Damage Is Harder to Fix
When you fracture a bone, your body repairs it by laying down new tissue at the break site. The bone knits back together over weeks, and you keep functioning (with some limitations) during the healing process. An exoskeleton doesn’t heal the same way. A crack or hole in the shell stays until the next molt, when the entire structure is replaced. Until then, the damaged area is a weak point that compromises both structural support and protection from infection.

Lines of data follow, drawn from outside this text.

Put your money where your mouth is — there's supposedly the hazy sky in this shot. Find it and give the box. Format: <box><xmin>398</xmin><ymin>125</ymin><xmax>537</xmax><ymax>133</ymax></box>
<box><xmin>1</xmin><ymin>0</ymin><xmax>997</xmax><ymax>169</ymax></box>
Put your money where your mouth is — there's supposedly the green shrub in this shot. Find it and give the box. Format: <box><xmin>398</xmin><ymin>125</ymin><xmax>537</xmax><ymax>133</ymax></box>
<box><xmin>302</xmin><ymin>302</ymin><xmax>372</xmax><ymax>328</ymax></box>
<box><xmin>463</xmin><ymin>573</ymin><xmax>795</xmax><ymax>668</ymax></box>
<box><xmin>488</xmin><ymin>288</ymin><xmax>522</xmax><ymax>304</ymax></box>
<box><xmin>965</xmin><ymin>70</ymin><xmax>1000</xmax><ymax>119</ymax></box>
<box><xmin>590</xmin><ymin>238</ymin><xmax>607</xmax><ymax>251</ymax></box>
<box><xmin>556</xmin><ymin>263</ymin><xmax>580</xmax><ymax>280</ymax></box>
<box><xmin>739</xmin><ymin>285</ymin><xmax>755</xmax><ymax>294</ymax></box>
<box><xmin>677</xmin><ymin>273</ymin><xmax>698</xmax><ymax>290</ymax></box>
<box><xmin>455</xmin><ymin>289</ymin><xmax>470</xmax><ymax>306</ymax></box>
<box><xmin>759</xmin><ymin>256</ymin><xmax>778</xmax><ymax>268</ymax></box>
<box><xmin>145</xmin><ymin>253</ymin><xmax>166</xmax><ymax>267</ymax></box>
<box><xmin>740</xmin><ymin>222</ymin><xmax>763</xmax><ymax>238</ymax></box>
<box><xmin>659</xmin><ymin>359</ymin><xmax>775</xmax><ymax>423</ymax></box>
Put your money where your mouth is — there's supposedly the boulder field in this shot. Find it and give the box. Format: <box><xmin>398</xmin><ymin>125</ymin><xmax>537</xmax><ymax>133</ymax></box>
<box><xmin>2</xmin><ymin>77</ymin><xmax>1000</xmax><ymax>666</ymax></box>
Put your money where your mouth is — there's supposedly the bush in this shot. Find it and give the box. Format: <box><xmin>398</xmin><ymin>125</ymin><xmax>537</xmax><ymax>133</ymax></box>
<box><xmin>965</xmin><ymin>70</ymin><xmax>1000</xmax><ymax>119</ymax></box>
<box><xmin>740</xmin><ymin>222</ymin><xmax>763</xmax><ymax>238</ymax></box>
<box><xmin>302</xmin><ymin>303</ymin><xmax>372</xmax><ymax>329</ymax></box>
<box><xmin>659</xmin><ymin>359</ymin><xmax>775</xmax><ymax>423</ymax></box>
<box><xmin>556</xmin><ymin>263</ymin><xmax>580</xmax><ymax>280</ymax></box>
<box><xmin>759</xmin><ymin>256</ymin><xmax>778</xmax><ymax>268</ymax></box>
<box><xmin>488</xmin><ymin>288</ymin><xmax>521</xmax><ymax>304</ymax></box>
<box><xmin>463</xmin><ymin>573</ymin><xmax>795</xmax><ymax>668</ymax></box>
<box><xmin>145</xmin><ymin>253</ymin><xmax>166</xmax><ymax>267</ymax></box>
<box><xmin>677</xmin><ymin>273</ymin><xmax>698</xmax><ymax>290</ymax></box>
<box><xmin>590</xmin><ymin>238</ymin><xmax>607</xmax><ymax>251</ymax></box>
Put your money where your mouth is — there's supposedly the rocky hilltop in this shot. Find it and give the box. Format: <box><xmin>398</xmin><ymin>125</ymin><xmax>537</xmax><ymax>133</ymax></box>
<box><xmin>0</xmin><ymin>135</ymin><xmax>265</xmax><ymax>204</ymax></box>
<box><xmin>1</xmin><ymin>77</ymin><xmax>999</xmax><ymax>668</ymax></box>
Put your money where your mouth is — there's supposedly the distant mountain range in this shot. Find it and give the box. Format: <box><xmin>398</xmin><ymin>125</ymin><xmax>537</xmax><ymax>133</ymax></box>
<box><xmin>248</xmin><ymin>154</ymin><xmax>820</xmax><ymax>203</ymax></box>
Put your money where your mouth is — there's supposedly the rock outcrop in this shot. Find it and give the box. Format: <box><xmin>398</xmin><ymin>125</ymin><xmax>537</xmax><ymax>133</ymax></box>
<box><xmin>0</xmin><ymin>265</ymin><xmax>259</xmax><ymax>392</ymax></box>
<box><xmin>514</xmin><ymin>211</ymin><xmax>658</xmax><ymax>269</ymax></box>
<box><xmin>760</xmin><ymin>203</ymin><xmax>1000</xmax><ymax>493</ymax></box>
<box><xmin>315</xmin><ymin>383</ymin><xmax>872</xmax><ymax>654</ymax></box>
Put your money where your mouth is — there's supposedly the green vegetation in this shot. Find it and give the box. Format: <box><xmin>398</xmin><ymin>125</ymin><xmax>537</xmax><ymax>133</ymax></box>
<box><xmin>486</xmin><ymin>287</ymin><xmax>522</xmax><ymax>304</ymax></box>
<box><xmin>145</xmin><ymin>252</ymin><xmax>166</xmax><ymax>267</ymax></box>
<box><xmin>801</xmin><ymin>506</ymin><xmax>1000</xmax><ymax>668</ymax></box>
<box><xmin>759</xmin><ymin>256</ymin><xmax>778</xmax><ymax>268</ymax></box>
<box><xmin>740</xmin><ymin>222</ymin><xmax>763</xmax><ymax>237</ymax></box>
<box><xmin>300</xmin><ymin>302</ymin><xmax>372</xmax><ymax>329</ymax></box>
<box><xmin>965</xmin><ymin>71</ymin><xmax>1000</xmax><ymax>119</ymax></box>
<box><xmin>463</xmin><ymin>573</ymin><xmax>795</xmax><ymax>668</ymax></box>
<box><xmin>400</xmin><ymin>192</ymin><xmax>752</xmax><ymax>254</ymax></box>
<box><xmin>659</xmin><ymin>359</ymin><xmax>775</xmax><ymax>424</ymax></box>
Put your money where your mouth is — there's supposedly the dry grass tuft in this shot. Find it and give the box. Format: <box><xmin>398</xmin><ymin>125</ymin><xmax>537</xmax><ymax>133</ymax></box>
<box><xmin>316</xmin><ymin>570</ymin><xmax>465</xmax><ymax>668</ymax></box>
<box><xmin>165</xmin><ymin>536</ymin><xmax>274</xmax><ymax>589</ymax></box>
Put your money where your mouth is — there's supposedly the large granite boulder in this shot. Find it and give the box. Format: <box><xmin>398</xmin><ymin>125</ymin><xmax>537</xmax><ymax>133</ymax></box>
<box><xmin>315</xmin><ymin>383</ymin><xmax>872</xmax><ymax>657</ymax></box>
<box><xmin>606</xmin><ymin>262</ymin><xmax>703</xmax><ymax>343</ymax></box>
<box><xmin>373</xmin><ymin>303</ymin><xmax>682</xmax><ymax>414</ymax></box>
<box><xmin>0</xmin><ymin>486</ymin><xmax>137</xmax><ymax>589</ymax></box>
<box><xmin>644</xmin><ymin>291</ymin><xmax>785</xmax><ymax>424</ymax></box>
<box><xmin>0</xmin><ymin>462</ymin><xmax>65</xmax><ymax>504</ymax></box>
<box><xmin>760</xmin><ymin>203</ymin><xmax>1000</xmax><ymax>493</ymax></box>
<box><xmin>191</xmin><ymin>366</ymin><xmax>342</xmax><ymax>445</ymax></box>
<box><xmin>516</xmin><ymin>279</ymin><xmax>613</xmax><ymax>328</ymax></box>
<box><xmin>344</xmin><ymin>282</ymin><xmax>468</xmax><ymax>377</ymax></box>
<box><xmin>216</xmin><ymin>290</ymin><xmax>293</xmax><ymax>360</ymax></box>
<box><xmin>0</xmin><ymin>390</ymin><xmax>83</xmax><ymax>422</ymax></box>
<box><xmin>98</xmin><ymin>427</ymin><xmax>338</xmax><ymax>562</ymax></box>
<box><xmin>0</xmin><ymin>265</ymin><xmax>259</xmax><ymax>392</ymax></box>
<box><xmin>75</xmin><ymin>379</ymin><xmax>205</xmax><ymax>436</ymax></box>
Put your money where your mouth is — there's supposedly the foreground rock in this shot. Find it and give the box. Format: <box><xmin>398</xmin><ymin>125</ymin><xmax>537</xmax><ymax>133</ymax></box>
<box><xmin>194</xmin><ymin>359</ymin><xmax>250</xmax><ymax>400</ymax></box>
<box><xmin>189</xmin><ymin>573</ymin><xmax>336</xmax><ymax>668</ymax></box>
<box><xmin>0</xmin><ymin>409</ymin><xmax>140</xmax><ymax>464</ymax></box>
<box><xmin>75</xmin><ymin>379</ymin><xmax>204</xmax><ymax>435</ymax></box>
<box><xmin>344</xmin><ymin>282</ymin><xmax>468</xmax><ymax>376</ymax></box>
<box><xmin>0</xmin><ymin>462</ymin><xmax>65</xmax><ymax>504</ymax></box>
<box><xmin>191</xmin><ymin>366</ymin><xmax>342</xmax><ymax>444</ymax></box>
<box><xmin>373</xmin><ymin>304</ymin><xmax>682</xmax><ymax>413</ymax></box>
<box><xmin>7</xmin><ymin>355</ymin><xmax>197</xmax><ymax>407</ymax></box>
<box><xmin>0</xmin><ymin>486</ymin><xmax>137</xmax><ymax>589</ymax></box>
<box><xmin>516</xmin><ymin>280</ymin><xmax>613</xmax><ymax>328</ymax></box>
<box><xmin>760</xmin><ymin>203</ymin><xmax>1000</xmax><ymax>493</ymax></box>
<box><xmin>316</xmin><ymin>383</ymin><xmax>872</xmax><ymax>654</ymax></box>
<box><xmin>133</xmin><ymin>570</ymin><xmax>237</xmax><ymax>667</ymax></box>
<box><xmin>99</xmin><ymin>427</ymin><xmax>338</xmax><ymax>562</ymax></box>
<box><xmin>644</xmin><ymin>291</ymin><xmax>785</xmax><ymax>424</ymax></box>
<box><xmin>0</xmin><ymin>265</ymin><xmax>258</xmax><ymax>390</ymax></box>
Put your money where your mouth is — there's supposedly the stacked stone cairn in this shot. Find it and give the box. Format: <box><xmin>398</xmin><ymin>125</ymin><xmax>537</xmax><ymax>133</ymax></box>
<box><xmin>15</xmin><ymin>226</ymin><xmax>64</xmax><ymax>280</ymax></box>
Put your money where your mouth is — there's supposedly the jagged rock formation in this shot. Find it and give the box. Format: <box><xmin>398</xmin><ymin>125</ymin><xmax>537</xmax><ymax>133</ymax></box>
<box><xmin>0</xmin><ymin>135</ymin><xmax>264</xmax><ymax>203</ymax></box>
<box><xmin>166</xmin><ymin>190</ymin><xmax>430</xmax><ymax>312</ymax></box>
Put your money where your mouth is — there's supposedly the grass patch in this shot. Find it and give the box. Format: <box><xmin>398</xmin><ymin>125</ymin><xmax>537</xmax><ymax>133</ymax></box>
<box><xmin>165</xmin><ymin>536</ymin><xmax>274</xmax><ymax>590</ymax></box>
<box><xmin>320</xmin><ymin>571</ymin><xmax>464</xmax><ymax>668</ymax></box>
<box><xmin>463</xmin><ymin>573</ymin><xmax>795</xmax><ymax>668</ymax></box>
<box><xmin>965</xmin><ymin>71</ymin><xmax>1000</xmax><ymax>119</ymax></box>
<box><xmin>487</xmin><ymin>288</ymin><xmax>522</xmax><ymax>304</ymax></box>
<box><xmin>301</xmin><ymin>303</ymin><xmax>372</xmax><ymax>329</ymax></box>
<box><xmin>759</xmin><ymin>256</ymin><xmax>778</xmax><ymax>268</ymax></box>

For animals that molt infrequently, like adult crabs that may molt only once a year, a cracked shell can mean months of vulnerability. Pathogens and parasites can enter through breaks in the exoskeleton, and the animal has limited ability to seal the breach. Some arthropods can produce a temporary patch of darkened material over small wounds, but this is far less effective than the continuous bone remodeling that vertebrates rely on.
Sensory Input Requires Workarounds
Wrapping your body in a rigid shell creates an obvious problem for sensing the environment. Touch, vibration, chemical signals, and temperature changes all have to pass through or around the exoskeleton to reach sensory neurons underneath. Arthropods solve this by evolving specialized structures: sensory hairs, spines, and thin-walled pores built into the cuticle surface. The outermost layer of the exoskeleton can be sculpted into scales and sensory structures, and areas involved in breathing or chemical sensing are covered by especially thin, non-mineralized cuticle.
These adaptations work, but they represent a trade-off. Every sensory structure is a potential weak point in the armor. Areas with thin cuticle for gas exchange or sensing are more vulnerable to injury and water loss. The animal must balance the need to perceive its environment against the protective function of the shell, and neither job gets done as well as it could in isolation.